I know that programming is an iterative process, but my iterations often feel unproductive. I try to review my scripts end-to-end to catch any errors before submitting my PR, but new logic I introduce sometimes breaks during actual runs due to data issues I didn't catch during testing.
My team works really quickly, and the pressure to keep up is making me anxious. During scrum meetings, I frequently don't have substantial updates to provide. Has anyone dealt with similar challenges? What strategies can help me cut down on my turnaround time while still producing high-quality work?
Also, just to add, I mainly work with dataframes using pandas or pyspark, often applying functions row by row. I've learned a bit about parallel processing with ThreadPoolExecutor and other methods to speed things up.
4 Answers
I noticed you're leaving test elements in your code. A good practice is to write your test cases separately from your main logic. It will also help if you can create a structure that allows more customization of your data without impacting everything else.
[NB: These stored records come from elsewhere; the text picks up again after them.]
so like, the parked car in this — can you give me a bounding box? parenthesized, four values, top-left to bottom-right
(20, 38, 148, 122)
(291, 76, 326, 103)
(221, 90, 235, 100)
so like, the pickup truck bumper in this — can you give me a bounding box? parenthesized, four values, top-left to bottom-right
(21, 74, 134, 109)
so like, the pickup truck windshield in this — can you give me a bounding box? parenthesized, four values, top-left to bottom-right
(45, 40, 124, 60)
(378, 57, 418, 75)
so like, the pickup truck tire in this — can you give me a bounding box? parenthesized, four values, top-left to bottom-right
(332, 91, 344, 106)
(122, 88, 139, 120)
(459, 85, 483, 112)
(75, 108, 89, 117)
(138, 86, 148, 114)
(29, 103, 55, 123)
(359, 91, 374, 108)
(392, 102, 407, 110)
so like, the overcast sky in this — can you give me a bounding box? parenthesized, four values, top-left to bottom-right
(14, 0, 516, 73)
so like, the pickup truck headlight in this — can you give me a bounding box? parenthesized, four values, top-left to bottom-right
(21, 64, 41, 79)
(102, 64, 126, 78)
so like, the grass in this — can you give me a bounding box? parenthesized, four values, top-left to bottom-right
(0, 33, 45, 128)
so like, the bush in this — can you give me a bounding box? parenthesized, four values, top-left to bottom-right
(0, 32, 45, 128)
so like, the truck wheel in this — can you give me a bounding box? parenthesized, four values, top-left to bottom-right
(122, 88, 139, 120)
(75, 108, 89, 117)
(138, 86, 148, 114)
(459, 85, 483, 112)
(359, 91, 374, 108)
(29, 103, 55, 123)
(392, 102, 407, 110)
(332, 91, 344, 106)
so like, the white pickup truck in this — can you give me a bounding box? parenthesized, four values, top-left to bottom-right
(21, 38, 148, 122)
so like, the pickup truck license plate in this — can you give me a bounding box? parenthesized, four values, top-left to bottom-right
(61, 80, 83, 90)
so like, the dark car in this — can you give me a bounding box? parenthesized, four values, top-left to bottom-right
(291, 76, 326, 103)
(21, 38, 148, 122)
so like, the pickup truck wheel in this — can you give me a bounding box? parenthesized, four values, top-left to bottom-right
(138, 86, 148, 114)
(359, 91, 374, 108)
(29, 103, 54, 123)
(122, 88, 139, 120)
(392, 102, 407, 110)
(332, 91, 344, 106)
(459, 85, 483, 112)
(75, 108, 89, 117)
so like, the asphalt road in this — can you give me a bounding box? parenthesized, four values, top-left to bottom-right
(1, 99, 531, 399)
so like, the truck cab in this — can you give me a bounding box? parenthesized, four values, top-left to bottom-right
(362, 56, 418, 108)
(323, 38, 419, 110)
Think of it as a design improvement!
Writing clean code can feel tricky, especially if you're new to programming. My advice would be to focus on separating unique tasks into their own classes or files, keeping the interfaces clean. This way, if you need to tweak something, you won't disrupt the whole system. Big functions that run for hundreds of lines are really tough to maintain. Little changes can save you tons of hassle down the line!
That's solid advice! I usually hold off on using classes until I feel the logic is stable. I need to start thinking about structuring my code with that in mind right from the beginning.
I’ve had similar roadblocks. I found that using a more procedural coding style, rather than strict object-oriented programming, helped me navigate complexities more easily. It allowed me to focus on manipulating data directly, simplifying a lot of tasks that felt complicated before. Sometimes, going back to basics can clear up a lot of the confusion!
When working with test elements, if you're using Python, consider a testing framework like doctest. It can be quite efficient for smaller projects, and it ensures you keep your tests organized without cluttering your main logic. Plus, it might reduce some of the friction you're feeling!

I get that! My hang-up is needing to see how every variable changes throughout my entire script. Maybe I should try breaking things out instead of relying on notebooks.